From high profile releases like Forza Horizon 3, the resurgence of rally games with DiRT Rally and the start of the console sim racing saturation with the long-awaited arrival of Assetto Corsa, 2016 was a transformative year for racing games. To celebrate, we’re hosting our first ever Team VVV Racing Game of the Year Awards (something we’ve been meaning to do for years) to recognise achievements in racing gaming, from best graphics and sound, to car lists, handling and indie titles, we’ve got everything covered.
Sometimes a game you didn’t have any expectations for can take you completely by surprise. These are the racing games of 2016 that we never expected to blow us away.
Racing games are often rated solely for having realistic graphics and handling, but sometimes all you want from a racing game is for it to offer unbridled fun that you can pick up and play. TrackMania Turbo filled this void, offering the pick-up-and-play appeal of an old-school arcade racer that’s been sorely missing this generation as developers strive for realism at the expense of fun. Simply put, we didn’t expect TrackMania Turbo to be so polished, feature-packed, and utterly compulsive.
It’s unfortunate that the timing of Sebastien Loeb Rally EVO’s release put it directly in DiRT Rally’s path, because it fell under a lot of people’s radars. And that’s a shame, because that meant you missed out on a very respectable rally game.
Whereas Milestone’s WRC games were mostly incremental updates that failed to innovate, the sheer breadth of content in Sebastien Loeb Rally EVO took us by surprise. The car and track selection offered more variety than any other rally game available, and the authentically designed stages designed using GPS data from the real locations put other rally games to shame. Compared to Milestone’s previous car games, Sebastien Loeb Rally EVO is a significant step up that bodes well for its future rally titles.
When it was announced that the WRC license had been handed over to Kylotonn Games, we were admittedly sceptical – their previous game at the time was the dismal Motorcycle Club, after all. WRC 5 was flawed, but earned our respect considering it was developed in such a short period of time. It set a solid foundation which WRC 6 improved on in every respect, particularly with the more authentic track designs and approachable handling that gave the cars a more realistic sense of weight without being too demanding to drive. Again, were pleasantly surprised by how much Kylotonn managed to achieve in a such short space of time.

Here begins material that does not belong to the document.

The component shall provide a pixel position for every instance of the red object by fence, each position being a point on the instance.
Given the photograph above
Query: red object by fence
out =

If you couldn’t already tell, we’re rather smitten with RedOut, which has appeared in almost every honourable mention of our awards. The dazzling art style, innovative craft controls and terrific track design blew us away, which was surprising considering how little promotion the game got in the run up to its release. There’s no doubting that RedOut is essential for fans of futuristic racers pining for an official WipEout sequel (no, WipEout Omega Collection doesn’t count).
Winner: Ride 2
Ride 2 is by far the best game Milestone has released in a long time. While we criticised some of the Italian developer’s releases in 2016 for being unforgivably formulaic, and, in some cases, a step backwards (we’re looking at you MXGP 2), Ride 2 was a huge step forward that finally showed Milestone’s true potential. Plus, it wasn’t saddled with bugs on release like the original game, so you didn’t have to worry about your save game getting corrupted.
People don’t tend to have high expectations for bike games, but Ride 2 changed that with its huge selection of bikes, challenging tracks including the narrow Northwest 200 circuit and vastly improved physics that made nailing apexes fun, rewarding and addictive. Even the audio was enhanced – we never thought we would be praising the sound design in a Milestone game. There’s still room for improvement, but Milestone accomplished its mission: Ride 2 is the Gran Turismo of bike games.